On St. Thomas, organizers with the Family Resource Center plan to march from Emile Griffith Park on Veterans Drive to Emancipation Garden for a rally with speakers and poetry readings. Resource Center Executive Director Anya Stuart said Thursday’s event puts the agency back on track with its public outreach goals.

“We are going to join hands with everybody we’ve made contact with; local agencies, the schools … some said they can’t make it but they would send some students, and I reached out to a few people,” Stuart said.

Family Resource Center Anya Stuart announced new route for St. Thomas Take Back the Night March. (Source file photo)
Family Resource Center Executive Director Anya Stuart. (Source file photo)

The director also announced the 2022 theme for the march: Not Just Surviving, but Thriving. Having experienced domestic violence in her own family, Stuart said she wanted to spread a message of hope for better days to come.

October is observed as Domestic Violence Awareness Month across the United States.

Marches against domestic violence have been taking place in the Virgin Islands for 30 years on St. Croix. Women’s Coalition crisis counselor Sheelene Gumbs said the need for advocacy is as great as ever. Gumbs noted that in 2020 and 2021, when the COVID-19 health emergency kept victims and perpetrators together at home, the number of reported cases rose.

“Our numbers were really increased because of the COVID; not just our numbers. The police department put out a press release saying the numbers were up as well. We get (complaints from) the people who won’t go to the police,” Gumbs said.

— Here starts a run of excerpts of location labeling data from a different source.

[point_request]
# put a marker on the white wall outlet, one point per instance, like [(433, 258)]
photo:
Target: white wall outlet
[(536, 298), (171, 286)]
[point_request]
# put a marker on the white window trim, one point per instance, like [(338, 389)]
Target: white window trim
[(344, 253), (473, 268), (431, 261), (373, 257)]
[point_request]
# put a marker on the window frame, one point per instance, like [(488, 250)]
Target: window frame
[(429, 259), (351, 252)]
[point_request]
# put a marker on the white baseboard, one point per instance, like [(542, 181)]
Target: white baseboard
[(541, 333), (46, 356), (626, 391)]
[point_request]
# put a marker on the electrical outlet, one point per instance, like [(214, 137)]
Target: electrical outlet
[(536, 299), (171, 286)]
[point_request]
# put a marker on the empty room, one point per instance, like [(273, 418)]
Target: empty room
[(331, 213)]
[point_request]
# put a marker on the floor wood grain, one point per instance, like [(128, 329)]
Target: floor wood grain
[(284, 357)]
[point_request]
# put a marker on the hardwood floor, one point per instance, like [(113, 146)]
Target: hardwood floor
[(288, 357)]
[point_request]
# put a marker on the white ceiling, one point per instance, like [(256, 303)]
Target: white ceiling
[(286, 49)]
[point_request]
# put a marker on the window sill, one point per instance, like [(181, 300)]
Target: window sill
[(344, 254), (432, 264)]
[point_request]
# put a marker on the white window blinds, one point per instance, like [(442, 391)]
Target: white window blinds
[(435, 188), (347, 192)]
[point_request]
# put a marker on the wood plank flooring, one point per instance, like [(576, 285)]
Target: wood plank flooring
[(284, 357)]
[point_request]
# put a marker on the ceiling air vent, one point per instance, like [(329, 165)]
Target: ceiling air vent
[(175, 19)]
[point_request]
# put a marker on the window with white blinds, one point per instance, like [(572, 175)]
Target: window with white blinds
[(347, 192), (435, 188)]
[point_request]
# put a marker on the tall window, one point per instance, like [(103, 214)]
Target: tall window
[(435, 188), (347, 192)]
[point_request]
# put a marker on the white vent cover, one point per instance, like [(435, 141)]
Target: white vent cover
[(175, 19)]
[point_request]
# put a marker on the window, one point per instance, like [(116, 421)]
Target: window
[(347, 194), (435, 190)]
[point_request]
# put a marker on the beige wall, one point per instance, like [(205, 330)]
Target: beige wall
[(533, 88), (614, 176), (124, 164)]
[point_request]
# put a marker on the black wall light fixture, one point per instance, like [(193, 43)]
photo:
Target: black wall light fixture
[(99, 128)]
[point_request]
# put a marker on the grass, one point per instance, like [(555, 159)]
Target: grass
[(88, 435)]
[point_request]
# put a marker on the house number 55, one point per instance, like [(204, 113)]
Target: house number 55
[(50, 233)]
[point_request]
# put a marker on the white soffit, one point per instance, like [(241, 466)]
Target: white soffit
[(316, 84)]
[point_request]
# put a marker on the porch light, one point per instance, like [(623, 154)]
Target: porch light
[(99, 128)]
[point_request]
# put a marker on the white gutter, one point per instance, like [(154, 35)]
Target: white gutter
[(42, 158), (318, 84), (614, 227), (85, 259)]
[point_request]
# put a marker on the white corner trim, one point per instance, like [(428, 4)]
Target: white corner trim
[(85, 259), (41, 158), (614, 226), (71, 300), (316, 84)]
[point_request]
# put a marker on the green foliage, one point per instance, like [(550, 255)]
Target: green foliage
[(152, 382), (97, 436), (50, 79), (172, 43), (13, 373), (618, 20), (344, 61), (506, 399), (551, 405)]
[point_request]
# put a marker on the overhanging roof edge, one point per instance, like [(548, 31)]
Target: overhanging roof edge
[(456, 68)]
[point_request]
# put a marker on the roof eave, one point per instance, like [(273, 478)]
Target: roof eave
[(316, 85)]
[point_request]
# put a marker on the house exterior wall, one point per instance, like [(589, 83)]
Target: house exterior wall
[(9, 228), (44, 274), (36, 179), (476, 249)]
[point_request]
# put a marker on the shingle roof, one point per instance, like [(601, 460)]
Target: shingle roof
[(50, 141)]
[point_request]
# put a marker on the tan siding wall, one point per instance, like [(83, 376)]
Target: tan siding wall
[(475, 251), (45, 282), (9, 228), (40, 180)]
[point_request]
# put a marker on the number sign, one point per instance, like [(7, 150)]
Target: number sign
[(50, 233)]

In a March 26, 2020, joint statement from the district police chiefs on St. Thomas and St. Croix, authorities urged families to find alternative ways to resolve conflicts. “The Virgin Islands Police Department has noticed an increase in the number of calls for service for domestic violence as Virgin Islanders stay at home, heeding Governor Albert Bryan’s orders to avoid the spread of COVID-19 in the territory,” the statement said at the time.

Stuart said she spent the height of the pandemic counseling victims who turned to the resource center for advice. “I spoke to some people who told me that it was the most difficult moment in their lives, sitting at home with their perpetrators … and I told them ‘take it as an opportunity to learn to do something else, to spend more time with your children — just try it.’

“And for some people, it worked,” she said.

As a way to offer support under the circumstances, the resource center and the coalition held virtual Take Back the Night events in those years. In 2021, Stuart said supporters assembled in one spot along Veterans Drive, holding signs reminding passersby that domestic violence still threatened peace in the home.

Thursday’s marches and rallies also give advocates another chance to put a face on those who suffer from domestic violence, and those who suffer no longer. A memorial is planned to remember those who have been killed.

A display of empty shoes is planned in Frederiksted to symbolize the losses, Gumbs said.